Este cambio es un eslabón de un proceso más amplio, que tiene que ver con la democratización de Argentina. No se trata de Macri o de Cambiemos. Es un proceso que ocurre por la confluencia de fuerzas históricas diversas, algunas más lejanas en el tiempo y otras más cercanas, que favorecen la consolidación de instituciones representativas. El fin de las dictaduras militares, la continuidad de la experiencia electoral, la madurez relativa de la cultura democrática de la población, el surgimiento de partidos no clientelares, el desarrollo de medios de comunicación independientes, la consolidación de una Corte Suprema independiente y el hartazgo de la ciudadanía con la corrupción, son algunos de los factores que pueden enumerarse en relación con este proceso de consolidación democrática.
El juicio por jurado, que está en nuestra Constitución desde 1853 pero recién ahora empieza a ser implementado por algunas provincias, es un elemento que apuntala lo anterior.

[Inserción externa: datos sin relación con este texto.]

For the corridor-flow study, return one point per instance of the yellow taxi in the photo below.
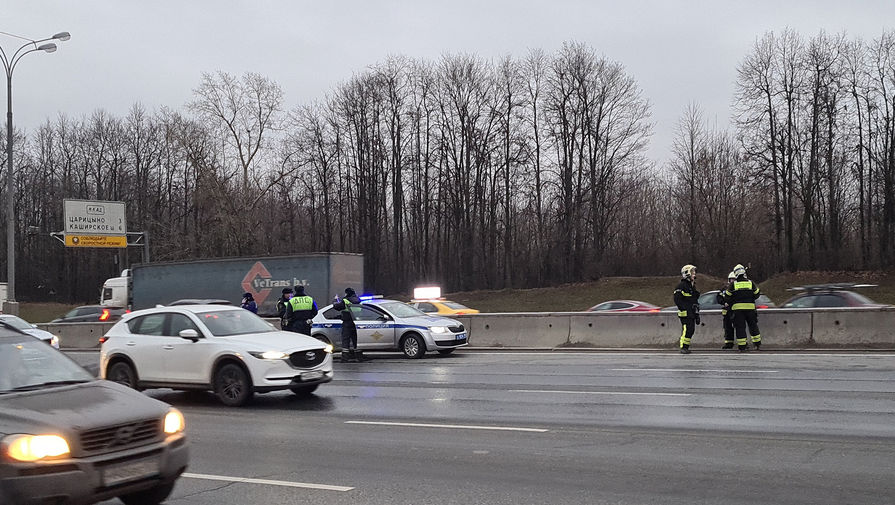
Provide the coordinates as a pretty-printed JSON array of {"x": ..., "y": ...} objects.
[{"x": 428, "y": 299}]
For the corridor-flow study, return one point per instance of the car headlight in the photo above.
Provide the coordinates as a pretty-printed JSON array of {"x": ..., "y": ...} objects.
[
  {"x": 34, "y": 447},
  {"x": 270, "y": 355},
  {"x": 174, "y": 422}
]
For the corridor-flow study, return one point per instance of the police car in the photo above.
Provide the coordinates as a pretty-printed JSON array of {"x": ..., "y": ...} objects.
[{"x": 389, "y": 325}]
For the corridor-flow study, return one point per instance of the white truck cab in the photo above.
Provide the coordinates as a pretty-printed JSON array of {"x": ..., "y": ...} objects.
[{"x": 115, "y": 292}]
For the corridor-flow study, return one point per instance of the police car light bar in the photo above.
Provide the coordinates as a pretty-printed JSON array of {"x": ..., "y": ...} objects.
[{"x": 427, "y": 293}]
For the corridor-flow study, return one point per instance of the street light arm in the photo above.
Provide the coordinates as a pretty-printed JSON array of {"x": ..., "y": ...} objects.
[{"x": 18, "y": 58}]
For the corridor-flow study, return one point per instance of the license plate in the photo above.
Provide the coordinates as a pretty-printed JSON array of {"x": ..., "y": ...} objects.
[{"x": 130, "y": 471}]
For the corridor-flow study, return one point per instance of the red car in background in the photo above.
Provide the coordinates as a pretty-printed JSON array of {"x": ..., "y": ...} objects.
[{"x": 624, "y": 306}]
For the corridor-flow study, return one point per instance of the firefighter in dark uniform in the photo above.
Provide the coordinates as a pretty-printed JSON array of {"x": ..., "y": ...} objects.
[
  {"x": 282, "y": 302},
  {"x": 726, "y": 314},
  {"x": 742, "y": 295},
  {"x": 350, "y": 308},
  {"x": 686, "y": 297},
  {"x": 300, "y": 310}
]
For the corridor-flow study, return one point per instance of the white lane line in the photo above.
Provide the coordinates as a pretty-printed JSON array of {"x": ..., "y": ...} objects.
[
  {"x": 689, "y": 370},
  {"x": 450, "y": 426},
  {"x": 596, "y": 392},
  {"x": 268, "y": 482}
]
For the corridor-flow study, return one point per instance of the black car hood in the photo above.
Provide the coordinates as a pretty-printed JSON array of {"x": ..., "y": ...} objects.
[{"x": 77, "y": 407}]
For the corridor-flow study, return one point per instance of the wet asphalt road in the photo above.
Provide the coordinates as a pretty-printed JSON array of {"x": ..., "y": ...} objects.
[{"x": 556, "y": 428}]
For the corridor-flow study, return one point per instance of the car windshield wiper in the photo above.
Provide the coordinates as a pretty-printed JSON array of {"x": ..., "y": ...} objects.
[{"x": 32, "y": 387}]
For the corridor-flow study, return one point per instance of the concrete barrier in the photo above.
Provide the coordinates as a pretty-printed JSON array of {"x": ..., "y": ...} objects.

La institución del jurado popular, bien implementada (como parece ser que lo está en la provincia de Buenos Aires), tiene numerosas ventajas. No es sólo una manera de que el pueblo se sienta más reflejado en el contenido de los fallos judiciales. También supone una mayor consciencia y conocimiento de los ciudadanos sobre los principios generales y fundamentos del Estado de Derecho, un mayor sentido de la responsabilidad compartida, un mayor nivel de respeto y confianza hacia las instituciones y una superior independencia y agilidad del Poder Judicial. Pero, sobre todas las cosas, el juicio por jurado es, básicamente, más probabilidad de justicia y menos de dogmatismo irreal.